Un esempio perfetto di applicazione della stampa 3D al mondo del design dell’illuminazione ci arriva dal produttore australiano LimeLite. L’azienda offre lampade e prodotti su misura per tutte le esigenze dei clienti, dagli uffici agli hotel, dai privati alle imprese, oltre a proporre una propria gamma brand acquistabile online tramite un e-commerce proprietario. La stampa 3D ha aiutato LimeLite ad adattarsi alle esigenze delle varie commesse e, soprattutto, a ridurre i tempi di attesa del prodotto. Dalla progettazione alla produzione, l’intero processo avviene su stampanti 3D. La realtà australiana propone un concetto di illuminazione su misura che volutamente si pone come alternativa artigianale alle lampade prodotte in serie e disponibili ovunque. Questa scelta ha reso l’azienda molto popolare tra architetti, professionisti di settore e lighting designer non solo prettamente australiani.

Cercando informazioni, possiamo facilmente trovare sul web che LimeLite ha iniziato a utilizzare stampanti 3D dopo che uno dei suoi fondatori, Peter Neufeld, ha partecipato a un seminario su come utilizzare la stampa 3D nelle attività produttive. L’uomo è rimasto impressionato dalle possibilità della prototipazione e, dopo qualche tempo, ha quasi completamente convertito la produzione creando una factory interna all’azienda di stampanti 3D che, ad oggi, conta 25 diverse unità. LimeLite ha beneficiato notevolmente del passaggio dalla produzione tradizionale alla stampa 3D. Ora una lampada può essere pronta in tre giorni, anziché settimane.

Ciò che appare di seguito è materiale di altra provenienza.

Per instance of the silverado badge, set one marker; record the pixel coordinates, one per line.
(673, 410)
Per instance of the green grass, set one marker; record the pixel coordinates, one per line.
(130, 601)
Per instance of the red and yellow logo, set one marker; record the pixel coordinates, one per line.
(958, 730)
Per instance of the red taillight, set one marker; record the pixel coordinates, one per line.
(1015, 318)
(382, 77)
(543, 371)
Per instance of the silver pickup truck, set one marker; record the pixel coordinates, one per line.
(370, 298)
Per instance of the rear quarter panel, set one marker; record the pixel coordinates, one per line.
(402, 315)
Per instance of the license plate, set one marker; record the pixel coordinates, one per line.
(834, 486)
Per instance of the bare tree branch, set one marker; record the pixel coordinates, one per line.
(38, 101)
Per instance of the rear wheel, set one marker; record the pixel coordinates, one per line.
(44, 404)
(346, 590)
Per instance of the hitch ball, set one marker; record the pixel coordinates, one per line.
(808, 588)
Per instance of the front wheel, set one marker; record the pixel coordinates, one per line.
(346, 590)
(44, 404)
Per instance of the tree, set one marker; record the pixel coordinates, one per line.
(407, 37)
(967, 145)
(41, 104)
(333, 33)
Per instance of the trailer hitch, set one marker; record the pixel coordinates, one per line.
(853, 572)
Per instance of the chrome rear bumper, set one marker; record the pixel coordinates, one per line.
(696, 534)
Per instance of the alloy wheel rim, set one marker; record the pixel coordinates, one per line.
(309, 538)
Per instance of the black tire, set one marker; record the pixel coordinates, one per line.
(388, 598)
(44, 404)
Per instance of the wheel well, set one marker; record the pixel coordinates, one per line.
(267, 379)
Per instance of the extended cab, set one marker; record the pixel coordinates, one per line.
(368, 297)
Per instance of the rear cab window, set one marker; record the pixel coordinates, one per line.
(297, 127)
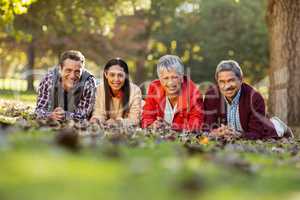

Installazione realizzata con stampa 3D.
Prototipo realizzato da Sinthesi Engineering.

Per questa categoria commerciale affidarsi ad aziende come Sinthesi Engineering consente alle aziende di prototipare, testare, regolare e fabbricare lampade utilizzando lo stesso set di strumenti. Dopodiché, le lampade sono pronte per l’uso, senza necessità di post elaborazione, viti o colla. I designer possono esprimere al meglio la propria creatività, i costi di produzione non elevati possono permettere di sperimentare e rinnovare rapidamente il proprio catalogo, il tutto garantendo qualità nei dettagli e risparmio economico.

Infine, allontanandosi dai tradizionali sistemi di produzione, l’azienda non solo abbandona i canoni standard di produzione e crea splendidi oggetti in maniera innovativa, ma lo fa anche nel totale rispetto dell’ambiente.